Why You'll Love This
A murdered archangel, a missing trumpet, and a hardboiled detective voice lifted straight from Raymond Chandler — except the detective is a fallen angel and the crime scene is Heaven.
- Great if you want: noir atmosphere fused with genuinely weird theological worldbuilding
- The experience: cerebral and stylized — more puzzle-box than page-turner
- The writing: Tregillis sustains two clashing narrative voices as a structural trick that actually pays off
- Skip if: dense Aquinian cosmology as plot scaffolding sounds exhausting
About This Book
Heaven has a murder problem. The angel Gabriel is dead, the Jericho Trumpet is missing, and the celestial order is threatening to unravel in ways that could reshape existence itself. Ian Tregillis drops readers into this cosmic crisis through the eyes of Bayliss, a cynical fallen angel with a Raymond Chandler cadence and some very questionable motives, alongside a recently deceased human woman who has no idea why she's suddenly been drafted into the afterlife's most dangerous investigation. The stakes are genuinely enormous, but the emotional pull comes from something more intimate — two very different beings, each hiding something, forced to trust each other in a place where trust is the most dangerous currency of all.

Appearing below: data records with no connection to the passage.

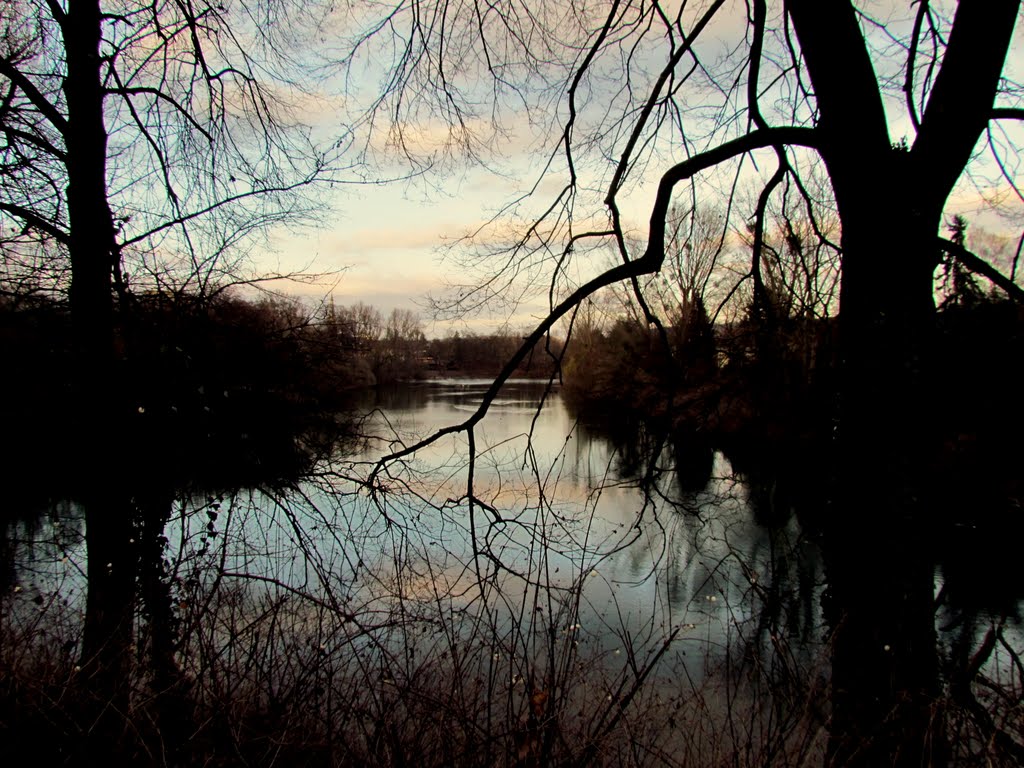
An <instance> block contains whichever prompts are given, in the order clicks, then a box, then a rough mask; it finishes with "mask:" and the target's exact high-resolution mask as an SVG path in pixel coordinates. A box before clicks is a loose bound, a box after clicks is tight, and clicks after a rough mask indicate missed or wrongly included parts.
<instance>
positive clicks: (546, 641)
mask: <svg viewBox="0 0 1024 768" xmlns="http://www.w3.org/2000/svg"><path fill="white" fill-rule="evenodd" d="M488 384H489V382H488V381H483V380H480V381H473V380H437V381H427V382H420V383H415V384H409V385H404V386H401V387H399V388H395V389H393V390H389V391H384V392H376V393H368V394H367V395H366V397H365V399H364V401H361V402H360V403H359V404H358V407H357V409H356V413H357V414H358V415H359V417H360V418H359V419H358V420H357V422H356V432H357V433H358V436H359V438H358V440H355V441H353V442H350V443H349V444H348V447H347V449H346V450H345V451H344V452H343V453H342V455H341V456H334V457H332V458H331V459H330V460H325V461H323V462H321V463H319V464H318V465H317V469H316V471H314V472H313V473H311V474H310V475H309V476H308V477H305V478H303V479H302V480H301V481H299V482H297V483H294V484H292V485H291V486H287V487H280V488H278V489H268V488H258V489H247V490H232V492H230V493H218V494H210V493H206V492H204V493H199V494H197V493H194V492H182V493H180V494H178V496H177V498H176V500H175V501H174V502H173V503H172V504H171V505H170V508H169V509H168V510H164V511H163V512H162V514H165V515H166V517H167V521H166V525H165V532H164V536H165V537H166V546H165V557H164V561H165V562H164V564H163V566H162V567H163V572H164V573H165V574H166V578H167V581H168V583H169V584H170V585H171V587H170V593H171V594H172V596H173V600H174V601H175V605H177V606H178V607H179V608H180V611H181V612H182V614H184V613H186V612H187V611H189V610H193V609H195V606H203V610H207V611H211V610H219V609H223V610H227V609H230V610H231V611H234V612H236V613H237V614H238V615H236V620H238V616H239V615H241V616H243V617H245V616H246V615H249V614H252V615H253V616H255V615H256V614H258V613H259V611H260V610H262V609H263V608H261V607H260V606H266V605H267V604H269V603H271V602H272V601H273V600H278V599H284V598H289V597H290V598H295V599H297V600H299V601H300V602H301V601H304V604H307V605H310V606H317V607H318V609H322V610H328V611H331V612H332V613H333V614H334V615H340V616H341V617H342V618H343V622H342V626H343V633H344V634H343V635H342V636H340V637H337V636H332V637H333V641H332V642H335V643H336V644H338V643H342V644H344V643H346V642H347V643H349V644H350V645H351V646H352V647H357V648H365V647H370V646H373V647H376V648H378V649H380V648H384V649H387V650H388V652H391V651H394V650H395V649H396V648H409V647H410V646H411V645H412V646H414V647H416V648H419V649H420V651H419V652H421V653H422V652H423V650H422V648H423V647H426V646H428V645H430V643H431V642H433V643H435V645H436V647H441V645H443V644H441V645H437V644H436V641H435V640H430V639H429V638H433V637H434V635H435V634H436V633H442V634H444V633H446V636H447V640H446V642H447V644H449V645H451V644H452V643H453V642H455V641H456V640H457V639H459V638H461V639H462V640H463V641H465V642H467V643H476V644H477V645H479V646H481V647H485V648H486V649H487V653H492V652H493V655H492V656H489V657H490V658H492V659H498V658H502V657H512V658H520V659H521V658H523V657H530V656H531V655H532V656H536V655H537V654H538V653H541V652H542V650H547V651H550V650H551V648H552V647H553V646H554V644H555V643H556V641H557V642H558V643H569V644H571V645H572V647H573V648H578V649H580V650H579V652H580V653H584V652H585V654H586V657H587V658H589V659H596V662H595V663H599V664H601V665H605V666H615V665H618V666H622V665H625V664H626V663H627V662H626V659H627V657H628V659H629V664H630V665H635V666H638V667H642V666H643V664H645V662H644V659H655V658H656V659H657V664H658V666H659V668H663V667H664V668H666V669H672V670H673V671H674V672H673V674H674V675H677V676H678V675H679V674H680V671H681V670H684V671H685V674H686V675H688V676H691V677H692V678H699V677H700V676H701V675H702V674H705V672H706V669H707V667H708V665H713V666H717V665H720V664H722V663H723V659H725V660H728V659H733V658H735V657H737V656H738V657H741V658H751V657H752V655H756V654H761V653H764V654H768V655H771V654H774V653H777V652H778V651H779V650H780V649H784V652H785V654H786V657H787V658H788V659H790V662H791V663H793V664H799V665H800V666H802V667H803V668H804V669H814V670H817V669H820V668H821V666H822V665H821V660H822V659H823V658H825V657H827V653H828V650H827V637H828V626H827V621H826V616H825V615H824V610H823V608H822V605H823V603H825V602H827V600H826V599H825V600H823V597H825V595H826V568H825V566H824V561H825V558H824V556H823V554H822V550H821V545H820V540H819V537H818V536H816V535H815V534H814V531H813V530H809V529H805V526H804V525H802V521H804V520H805V519H808V512H807V509H806V507H807V506H808V502H807V499H806V497H805V496H802V495H801V494H799V493H795V492H794V488H793V487H792V484H793V483H792V477H793V474H792V472H791V473H788V474H787V473H779V472H776V471H774V470H773V469H765V467H764V465H765V464H768V465H771V464H772V462H761V463H760V464H758V463H757V462H753V463H752V462H751V460H750V458H749V457H744V458H742V459H741V460H740V461H739V463H740V464H742V470H740V469H737V466H736V463H735V462H734V460H732V459H730V456H729V455H728V453H723V452H722V451H720V450H716V449H715V447H714V446H712V445H708V444H705V443H702V442H701V441H699V440H698V439H696V438H695V436H694V435H689V436H680V435H662V434H657V433H656V427H655V428H651V427H650V425H648V426H647V427H644V428H641V427H639V426H637V427H634V428H630V427H629V426H624V425H622V424H612V426H611V427H610V428H609V426H608V424H607V423H606V424H604V425H596V424H594V423H588V422H584V421H581V420H579V419H577V418H575V417H574V416H573V415H572V414H571V413H570V411H569V410H568V409H567V408H566V406H565V403H564V402H563V401H562V399H561V396H560V394H559V392H558V391H557V388H552V387H549V386H548V385H547V384H546V383H545V382H539V381H512V382H510V383H508V384H507V385H506V386H505V387H504V388H503V390H502V391H501V393H500V394H499V396H498V397H497V398H496V399H495V400H494V401H493V402H492V403H490V406H489V409H488V410H487V413H486V416H485V417H484V418H483V419H482V420H481V421H479V423H477V424H476V425H475V426H474V428H473V430H472V437H470V433H469V432H468V431H467V430H465V429H462V430H458V429H457V430H454V431H452V432H450V433H449V434H444V435H442V436H440V437H439V438H437V439H435V440H434V441H432V442H430V443H429V444H427V445H424V446H422V447H420V449H419V450H417V451H415V452H412V453H408V454H404V455H402V456H400V458H396V459H391V460H385V461H383V462H382V458H384V457H387V456H389V455H395V454H401V453H402V452H403V451H404V450H406V449H408V447H409V446H412V445H415V444H416V443H417V442H418V441H420V440H422V439H424V438H425V437H427V436H429V435H431V434H433V433H434V432H435V431H437V430H439V429H444V428H449V427H452V426H453V425H459V424H460V423H462V422H464V421H465V420H466V419H468V418H470V417H471V416H472V415H473V414H474V413H475V412H476V410H477V408H478V407H479V404H480V401H481V398H482V397H483V394H484V392H485V391H486V388H487V386H488ZM471 445H472V449H473V450H472V451H471ZM776 469H777V462H776ZM813 504H814V500H813V499H812V500H811V502H810V506H813ZM810 517H811V518H813V515H810ZM4 547H5V550H6V551H5V553H4V554H5V560H6V562H7V565H6V567H7V572H6V577H5V578H6V582H7V585H8V589H14V590H16V591H17V594H18V595H20V596H23V597H25V598H31V599H23V600H20V601H15V603H12V604H11V605H13V609H14V610H15V612H17V611H22V612H23V613H25V614H26V615H35V613H36V612H41V611H43V610H46V611H49V613H48V614H47V615H49V616H50V618H51V621H53V622H54V623H55V624H57V625H61V626H63V627H65V628H66V631H67V632H70V633H74V632H75V630H74V625H75V623H76V616H77V615H78V614H80V613H81V611H82V609H83V606H84V595H85V591H86V587H87V585H86V584H85V581H84V575H83V574H84V573H85V571H86V567H85V556H86V555H85V548H84V545H83V537H82V522H81V515H80V514H79V513H78V512H77V510H76V507H75V505H74V504H71V503H58V504H55V505H52V504H51V505H50V506H49V508H48V511H47V513H46V514H45V515H43V516H41V517H39V518H34V519H33V520H31V521H29V522H25V523H24V524H22V526H20V527H17V528H16V530H15V534H14V536H13V537H9V538H8V539H7V540H5V545H4ZM867 565H868V560H865V566H867ZM964 572H969V573H974V572H976V571H975V566H974V565H973V564H971V562H968V561H964V560H963V559H957V558H955V557H953V558H951V559H948V560H947V561H946V562H944V563H940V564H939V565H937V567H936V571H935V598H936V604H937V606H938V608H937V620H936V621H937V627H938V628H939V631H940V638H939V642H940V644H941V645H942V646H943V647H945V648H946V649H947V651H948V652H950V653H952V652H953V650H956V649H959V650H956V652H966V650H963V649H965V648H970V647H971V645H972V644H973V643H975V642H976V640H977V639H978V637H980V636H981V635H983V634H984V632H985V630H986V629H987V628H988V627H990V626H992V624H993V623H994V622H999V623H1000V624H1001V623H1009V629H1008V632H1009V633H1011V634H1012V636H1013V638H1014V639H1015V641H1016V640H1018V639H1019V637H1018V633H1017V630H1016V629H1015V628H1016V621H1017V612H1018V604H1019V595H1018V594H1017V593H1016V592H1011V593H1010V594H1009V595H1005V596H1002V597H1000V598H999V600H996V601H989V602H986V601H985V597H984V595H979V596H978V597H979V599H978V600H977V602H976V603H970V604H968V603H969V602H970V598H968V603H966V602H965V595H967V594H968V593H969V590H968V589H965V588H957V589H947V586H949V585H947V584H946V581H947V574H950V573H955V574H962V573H964ZM957 579H959V581H961V582H963V581H964V578H963V577H962V575H957ZM952 586H953V587H956V585H955V584H954V585H952ZM986 589H987V588H986ZM228 590H233V592H231V593H230V594H231V595H233V596H232V597H231V598H230V599H228V598H227V597H225V595H227V594H228ZM990 593H991V591H988V594H990ZM232 601H233V602H232ZM240 604H241V605H242V607H241V608H240V607H239V605H240ZM217 606H220V607H219V608H218V607H217ZM247 606H248V607H247ZM247 611H248V613H247ZM232 615H234V614H233V613H232ZM299 615H300V618H299V620H296V621H299V622H300V624H301V622H305V621H307V618H308V621H312V620H311V617H310V616H311V615H312V614H311V613H309V614H308V615H307V614H305V613H301V611H300V614H299ZM303 616H305V617H303ZM232 621H234V620H232ZM317 621H318V622H319V624H316V626H312V625H310V626H309V628H308V629H301V628H300V629H299V630H298V631H299V632H307V631H308V633H310V635H316V636H317V637H319V636H325V635H328V634H330V633H328V632H327V630H326V629H325V627H324V625H323V618H321V620H317ZM232 632H233V630H232ZM410 633H421V634H422V635H424V638H423V639H422V640H416V641H415V642H412V641H411V639H410V637H411V634H410ZM417 637H419V635H417ZM233 639H234V637H233V636H230V637H225V638H221V640H222V641H223V642H224V643H229V642H231V641H233ZM317 642H319V641H317ZM325 642H326V641H325ZM1018 646H1019V644H1018ZM325 647H326V646H325ZM431 647H433V646H431ZM445 652H446V651H445ZM996 660H998V658H997V654H996ZM516 674H518V673H516V672H514V671H513V672H512V679H514V678H515V676H516Z"/></svg>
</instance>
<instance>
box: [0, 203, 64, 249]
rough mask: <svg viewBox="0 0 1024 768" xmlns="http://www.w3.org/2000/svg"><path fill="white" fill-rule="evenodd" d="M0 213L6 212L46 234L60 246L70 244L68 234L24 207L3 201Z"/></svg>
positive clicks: (14, 203) (48, 221) (62, 245)
mask: <svg viewBox="0 0 1024 768" xmlns="http://www.w3.org/2000/svg"><path fill="white" fill-rule="evenodd" d="M0 211H6V212H7V213H9V214H10V215H11V216H16V217H17V218H19V219H22V221H24V222H25V223H26V225H27V226H30V227H32V228H34V229H38V230H39V231H41V232H46V233H47V234H49V236H50V237H51V238H53V239H54V240H55V241H57V242H58V243H59V244H60V245H62V246H67V245H68V244H69V243H70V242H71V239H70V238H69V236H68V232H66V231H65V230H63V229H61V228H59V227H58V226H56V225H54V224H53V223H52V222H50V221H47V220H46V219H44V218H43V217H42V216H40V215H39V214H37V213H36V212H34V211H32V210H30V209H28V208H25V207H24V206H19V205H17V204H16V203H4V202H3V201H0Z"/></svg>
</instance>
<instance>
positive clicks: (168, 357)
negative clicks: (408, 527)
mask: <svg viewBox="0 0 1024 768" xmlns="http://www.w3.org/2000/svg"><path fill="white" fill-rule="evenodd" d="M115 338H116V345H117V350H116V356H117V362H116V366H117V376H116V381H117V387H118V389H119V391H118V392H116V396H117V400H118V401H119V402H121V403H122V413H121V414H120V415H119V416H118V417H117V419H118V420H119V421H120V422H121V423H120V424H118V425H111V428H112V429H114V428H117V429H123V430H125V433H126V434H127V435H129V439H128V440H126V444H130V443H131V442H132V440H134V441H135V445H136V447H144V453H146V454H147V456H148V458H147V460H146V461H150V462H151V463H155V464H160V463H161V462H163V463H169V464H170V465H172V466H178V465H189V466H191V467H193V468H195V466H199V465H202V463H203V461H204V454H205V452H207V451H210V452H214V453H224V451H225V450H228V449H225V446H226V445H228V444H229V445H230V449H229V450H228V451H229V453H231V454H232V455H233V456H239V457H242V458H245V457H250V458H251V459H252V461H253V462H259V463H261V464H266V463H267V462H268V461H269V459H268V457H270V455H271V454H273V455H275V456H276V457H278V459H281V458H282V457H281V454H282V451H281V449H282V446H284V447H285V453H286V454H287V453H289V452H293V453H294V452H295V451H297V454H296V455H295V456H293V457H292V458H291V459H289V460H288V461H290V462H292V463H294V461H297V460H301V459H302V457H305V456H307V455H309V454H310V453H312V452H314V451H315V450H316V446H314V445H311V444H306V443H308V441H309V440H310V439H313V438H312V437H311V435H313V434H315V433H316V432H317V430H318V429H319V425H323V424H324V417H325V415H326V414H337V413H342V412H344V410H345V408H346V406H347V404H348V403H349V401H350V398H351V396H352V393H353V392H354V391H355V390H358V389H364V388H366V387H370V386H375V385H384V384H390V383H394V382H396V381H401V380H413V379H422V378H428V377H436V376H494V375H496V374H497V373H498V372H499V371H500V370H501V369H502V367H503V366H504V365H505V362H506V361H507V360H508V359H509V357H510V356H511V355H512V354H513V352H514V351H515V349H516V348H517V347H518V346H519V344H520V343H521V336H518V335H513V334H507V335H501V334H489V335H474V334H467V333H461V334H460V333H453V334H452V335H450V336H449V337H446V338H443V339H432V340H428V339H427V338H426V337H425V335H424V333H423V329H422V325H421V323H420V319H419V318H418V317H417V315H416V314H414V313H413V312H411V311H408V310H402V309H395V310H394V311H392V312H391V313H390V314H388V315H383V314H382V313H381V312H380V311H379V310H377V309H376V308H374V307H371V306H369V305H367V304H362V303H359V304H355V305H353V306H348V307H335V305H334V304H333V302H329V303H326V304H324V305H322V306H319V307H310V306H309V305H308V304H306V303H304V302H303V301H301V300H299V299H295V298H287V297H280V296H272V295H264V296H262V297H259V298H255V299H247V298H243V297H240V296H238V295H232V294H230V293H227V292H223V293H219V294H216V295H215V296H213V297H200V296H195V295H187V294H184V295H183V294H175V295H165V294H159V293H144V294H139V295H132V296H130V297H129V300H128V301H127V302H125V303H124V304H123V305H122V306H121V308H120V309H119V312H118V315H117V317H116V329H115ZM75 340H76V329H75V328H74V326H73V324H72V319H71V313H70V310H69V308H68V305H67V303H66V302H63V301H60V300H54V299H51V298H42V297H39V296H24V295H23V296H11V295H8V296H2V295H0V359H2V360H3V366H4V371H5V374H6V375H5V376H3V377H0V416H2V418H3V420H4V425H5V427H6V431H7V434H8V435H18V436H19V437H18V439H19V440H22V443H20V444H19V445H17V446H10V450H12V451H13V452H14V453H15V454H19V455H22V456H31V455H33V453H34V452H46V451H49V450H51V449H52V445H53V444H54V440H57V441H59V439H60V437H61V435H62V434H63V433H65V432H66V431H67V430H68V429H69V428H70V427H71V426H72V425H73V422H74V418H75V416H76V415H77V414H81V413H82V411H83V410H86V409H88V408H90V404H89V403H88V402H82V401H80V400H81V397H80V396H79V393H77V392H76V391H75V388H74V384H73V382H74V381H75V377H74V375H73V372H74V371H76V370H77V367H80V366H83V365H85V366H87V365H89V364H88V361H87V360H83V359H80V358H79V357H80V354H79V353H78V352H76V351H75V350H76V343H75ZM553 365H554V361H553V358H552V356H551V355H550V354H547V353H545V352H544V351H543V350H537V351H536V352H535V353H534V354H532V356H531V357H529V358H527V359H526V360H525V361H524V364H523V365H522V366H521V367H520V369H519V371H518V372H517V373H518V374H519V375H524V376H548V375H550V374H551V372H552V371H553ZM332 418H334V417H332ZM300 434H301V435H303V437H302V438H301V439H302V440H304V441H306V443H304V444H301V445H298V446H296V445H295V444H294V443H295V439H293V438H294V436H295V435H300ZM28 443H34V444H33V445H29V444H28ZM142 443H145V444H144V446H143V445H142ZM151 443H154V444H151ZM127 453H128V455H129V458H128V461H131V460H132V457H133V456H141V455H142V453H143V452H139V451H136V450H132V451H129V452H127ZM183 471H185V470H184V468H183ZM188 471H189V472H190V471H191V470H188Z"/></svg>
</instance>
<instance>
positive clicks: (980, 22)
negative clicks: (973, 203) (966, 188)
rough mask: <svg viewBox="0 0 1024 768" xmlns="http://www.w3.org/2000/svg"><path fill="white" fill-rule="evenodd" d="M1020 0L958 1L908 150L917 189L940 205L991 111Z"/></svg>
mask: <svg viewBox="0 0 1024 768" xmlns="http://www.w3.org/2000/svg"><path fill="white" fill-rule="evenodd" d="M1019 9H1020V0H989V2H987V3H959V4H958V5H957V6H956V14H955V15H954V16H953V27H952V31H951V32H950V33H949V44H948V45H947V46H946V51H945V55H944V56H943V58H942V67H941V68H940V69H939V74H938V75H937V76H936V78H935V85H934V86H933V87H932V93H931V95H930V96H929V99H928V105H927V108H926V109H925V114H924V116H923V117H922V120H921V130H920V131H919V132H918V138H916V139H915V140H914V142H913V146H912V147H911V150H910V158H911V160H912V162H913V165H914V169H913V172H914V176H915V177H918V178H920V179H921V182H920V184H919V187H918V193H916V194H920V195H922V196H924V197H931V198H932V201H931V202H932V203H935V202H936V201H937V202H938V204H939V205H941V203H942V202H943V201H945V199H946V198H947V197H948V195H949V191H950V190H951V189H952V187H953V184H955V183H956V179H958V178H959V176H961V173H962V172H963V170H964V168H965V166H966V165H967V163H968V161H969V160H970V159H971V153H972V152H974V147H975V144H976V143H977V142H978V137H979V136H980V135H981V133H982V131H984V130H985V126H986V125H988V121H989V119H990V118H991V117H992V115H993V112H994V111H993V109H992V101H993V100H994V97H995V93H996V92H997V90H998V83H999V77H1000V76H1001V74H1002V67H1004V62H1005V61H1006V57H1007V51H1008V49H1009V47H1010V40H1011V38H1012V36H1013V31H1014V24H1015V22H1016V20H1017V12H1018V10H1019Z"/></svg>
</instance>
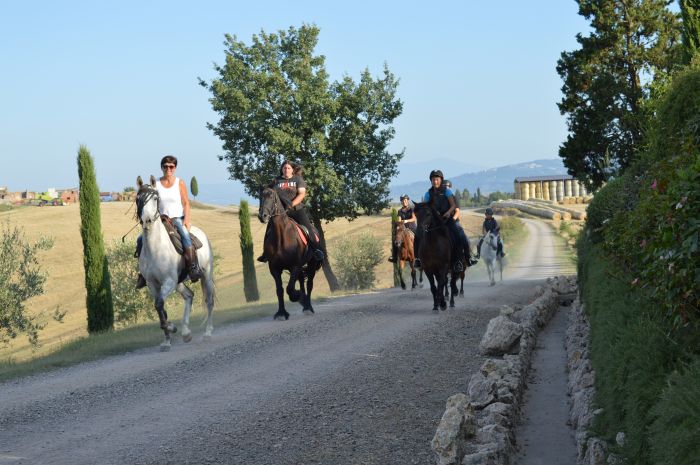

What makes this book distinctive is its audacious premise executed with real commitment. Tregillis fuses hardboiled noir — the clipped sentences, the moral ambiguity, the femme fatale atmosphere — with Thomas Aquinas's intricate theological architecture, and somehow makes the combination feel inevitable rather than gimmicky. The dual narrative voices are sharply differentiated, the world-building rewards close reading, and the mystery has actual teeth. Readers who love genre-bending fiction that takes its own internal logic seriously will find plenty to chew on here.